En ese instante apareció Elena a paso ligero. Allegra se preguntó cómo se las ingeniaba para hacerlo con semejantes zapatos. Extrañaba sus botines de enfermera. Elena se sentó al lado de Allegra y abrió un cuaderno de notas de cuero marrón.
—Ahora sí, somos todo oídos. No me mires así, no se nos tiene que escapar detalle.

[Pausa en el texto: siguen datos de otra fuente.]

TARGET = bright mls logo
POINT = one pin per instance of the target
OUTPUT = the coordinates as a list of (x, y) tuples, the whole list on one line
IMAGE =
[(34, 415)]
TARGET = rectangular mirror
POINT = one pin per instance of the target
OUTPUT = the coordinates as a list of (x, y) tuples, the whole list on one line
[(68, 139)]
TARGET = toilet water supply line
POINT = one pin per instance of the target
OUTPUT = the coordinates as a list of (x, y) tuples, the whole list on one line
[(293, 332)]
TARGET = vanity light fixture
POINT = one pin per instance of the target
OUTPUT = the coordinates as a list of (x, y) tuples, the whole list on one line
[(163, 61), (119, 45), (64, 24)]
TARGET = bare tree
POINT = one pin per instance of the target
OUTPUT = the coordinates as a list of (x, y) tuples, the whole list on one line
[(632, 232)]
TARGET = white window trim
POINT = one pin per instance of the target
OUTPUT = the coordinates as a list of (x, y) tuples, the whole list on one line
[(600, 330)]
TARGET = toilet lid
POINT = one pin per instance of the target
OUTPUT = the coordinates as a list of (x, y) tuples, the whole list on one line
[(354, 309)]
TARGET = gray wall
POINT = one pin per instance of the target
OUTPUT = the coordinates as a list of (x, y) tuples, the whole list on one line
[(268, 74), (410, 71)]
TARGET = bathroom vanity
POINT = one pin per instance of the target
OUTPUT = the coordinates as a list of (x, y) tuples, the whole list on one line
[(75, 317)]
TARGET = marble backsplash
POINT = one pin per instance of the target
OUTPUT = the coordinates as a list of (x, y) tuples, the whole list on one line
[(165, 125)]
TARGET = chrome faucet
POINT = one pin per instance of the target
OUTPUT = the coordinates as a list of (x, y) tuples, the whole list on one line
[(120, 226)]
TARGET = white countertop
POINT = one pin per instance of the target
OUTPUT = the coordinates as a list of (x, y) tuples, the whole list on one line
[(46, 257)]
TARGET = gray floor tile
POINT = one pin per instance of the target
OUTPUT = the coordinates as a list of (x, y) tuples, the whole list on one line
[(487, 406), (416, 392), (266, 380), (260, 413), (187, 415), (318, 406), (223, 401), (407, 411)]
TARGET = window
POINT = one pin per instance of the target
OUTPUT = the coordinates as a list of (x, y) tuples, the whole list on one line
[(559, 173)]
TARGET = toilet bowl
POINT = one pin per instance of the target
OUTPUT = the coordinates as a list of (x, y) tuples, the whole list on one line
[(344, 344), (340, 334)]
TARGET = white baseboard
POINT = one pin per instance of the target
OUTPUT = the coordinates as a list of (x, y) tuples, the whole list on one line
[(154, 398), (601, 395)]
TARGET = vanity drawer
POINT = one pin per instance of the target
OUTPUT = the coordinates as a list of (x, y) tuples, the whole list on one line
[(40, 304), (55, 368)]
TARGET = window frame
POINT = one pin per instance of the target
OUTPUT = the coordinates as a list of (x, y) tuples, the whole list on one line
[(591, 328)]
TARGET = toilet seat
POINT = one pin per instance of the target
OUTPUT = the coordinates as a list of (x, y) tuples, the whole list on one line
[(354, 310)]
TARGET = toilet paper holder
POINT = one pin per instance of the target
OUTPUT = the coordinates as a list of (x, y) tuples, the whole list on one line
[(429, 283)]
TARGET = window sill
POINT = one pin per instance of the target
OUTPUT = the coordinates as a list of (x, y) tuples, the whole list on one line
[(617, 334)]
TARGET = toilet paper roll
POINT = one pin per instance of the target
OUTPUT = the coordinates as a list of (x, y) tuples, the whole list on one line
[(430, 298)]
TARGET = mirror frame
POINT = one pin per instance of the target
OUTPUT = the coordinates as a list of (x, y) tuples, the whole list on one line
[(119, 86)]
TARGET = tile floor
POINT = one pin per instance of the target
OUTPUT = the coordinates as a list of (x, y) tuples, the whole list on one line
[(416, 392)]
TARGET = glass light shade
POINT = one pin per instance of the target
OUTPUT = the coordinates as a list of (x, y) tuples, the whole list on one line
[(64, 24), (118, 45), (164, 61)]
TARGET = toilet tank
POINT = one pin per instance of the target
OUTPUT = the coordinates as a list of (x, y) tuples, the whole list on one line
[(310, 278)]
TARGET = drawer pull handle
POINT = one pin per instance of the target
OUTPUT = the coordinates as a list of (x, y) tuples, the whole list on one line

—La verdad, no tengo mucha información, ni tampoco sé de qué utilidad. Luego de lo acontecido, trabajé en el hospital por casi cuatro días seguidos sin dormir, no podía ausentarme para ver qué había sido de todos porque no dábamos abasto y los heridos llegaban a montones. En el primer descanso que tuve salí desesperada. Jamás voy a olvidarme de lo que vi… en fin. Iba a ser en vano dirigirme a casa porque todos habíamos salido, me acordé de que las niñas iban a estar con unos amigos de mi padre en su domicilio cerca del centro. Cuando llegué, si bien una de las paredes estaba destruida, la casa se mantenía en pie. Sin embargo, no había ningún tipo de actividad ni se veía a nadie. Volví corriendo a la plaza principal a buscar en las distintas carpas que se habían instalado, pero tampoco tuve suerte. En la Escuela Normal Sarmiento se habían ubicado los comandos militares y de ahí se impartían todas las órdenes importantes, por eso cuando me presenté era todo bastante caótico, igualmente supieron decirme que días antes habían salido varios convoyes con niños de diferentes edades para Mendoza. Pregunté por registros e informes, pero se amparaban en la confidencialidad. Para ese momento se había terminado el descanso y debía volver al hospital —prefirió omitirles el detalle de que, por el cansancio y producto de no haber ingerido nada, se había desmayado y despertado veinticuatro horas más tarde—. Como habían llegado médicos y enfermeras voluntarias de distintos puntos del país, pude organizar un viaje a Mendoza con uno de los camiones de abastecimiento. Una vez en el Hospital Central, me guiaron hasta el primer piso, que habían acondicionado para recibir a todos los niños que no revestían urgencia médica o simplemente como refugio. Me había imaginado la sala a rebosar, pero solo unas cuantas camas estaban ocupadas, aunque ninguna de ellas por Aurora y Alanna. Una enfermera de planta, con mucha gentileza, me comentó que todos los días salían trenes hacia Buenos Aires y que había escuchado de su jefe que algunos iban dirigidos a Mar del Plata o Necochea. Otra vez, no tenían ningún tipo de registro o censo. “Esos se los llevan quienes los trasladan, señorita, aquí no quedó nada.” Le describí a mis niñas y no supo decirme por qué cambiaban de turno todos los días.